She described the reunion as “the greatest most inexplicable feeling on earth.” “To see my face in others was an overwhelming experience,” she said. “They had my nose, my face, my laugh, my hair. It was completion for me.”
Arroyo’s story was one of Arias’ first steps towards producing her documentary “Imaginary Mothers,” which is told from the perspective of women who have involuntarily had a son or daughter adopted internationally.
On her fourth trip to Costa Rica, Arias put out a call on a local television station for women who have had their children taken against their will.
“Our phone was ringing all day,” said Arias. “It was really overwhelming.” She began interviewing the women whose children were taken away from them between 10 and 20 years ago, recording their stories and staging reenactments for her film.

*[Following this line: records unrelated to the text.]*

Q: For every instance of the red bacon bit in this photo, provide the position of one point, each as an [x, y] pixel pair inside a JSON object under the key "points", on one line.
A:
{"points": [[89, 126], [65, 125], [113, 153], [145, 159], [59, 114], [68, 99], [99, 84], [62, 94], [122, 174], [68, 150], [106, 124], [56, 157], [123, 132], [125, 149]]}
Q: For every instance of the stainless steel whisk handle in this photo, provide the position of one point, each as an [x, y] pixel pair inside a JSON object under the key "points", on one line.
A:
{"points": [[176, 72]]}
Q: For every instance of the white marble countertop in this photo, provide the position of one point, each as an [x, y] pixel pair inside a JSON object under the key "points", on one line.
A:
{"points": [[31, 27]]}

“Most of the women have a lot of guilt,” she said. “Many were young, single mothers who were facing a lot of shame from their families and feeling very alone.
“They really connected with me, seeing me as a link to their son or daughter, and I connected with them. For me, it felt comforting to hear how they truly loved their children.”
My hope is that we can help establish more regulations surrounding international adoption,” Arias continued. “I want to see the market value taken out of adoption to make it profit-free. There should never be a charge on a child’s head.”
Arias is raising funds to complete the film which she hopes to finish by August. For more information about the film and how you can contribute, visit www.imaginarymothers.com.
The “Imaginary Mothers” filmmaker invites artists and filmmakers to submit short videos, photographs, performances and installations for a fundraiser to support the completion of the film on June 25 at Littlefield in Brooklyn, New York.
Submissions should relate to the interconnected themes of adoption, mothers rights, women’s rights and family preservation.
Videos and performances should be no longer than 10 minutes.
Brief descriptions, images, video clips and/or website links about the submissions should be sent by e-mail before June 7 to firstname.lastname@example.org. The project website is www.imaginarymothers.com.
Status of International Adoption in Costa Rica
Costa Rica has rules in force regulating international adoptions, but some say they lack efficiency and rigor, and threaten children’s well-being.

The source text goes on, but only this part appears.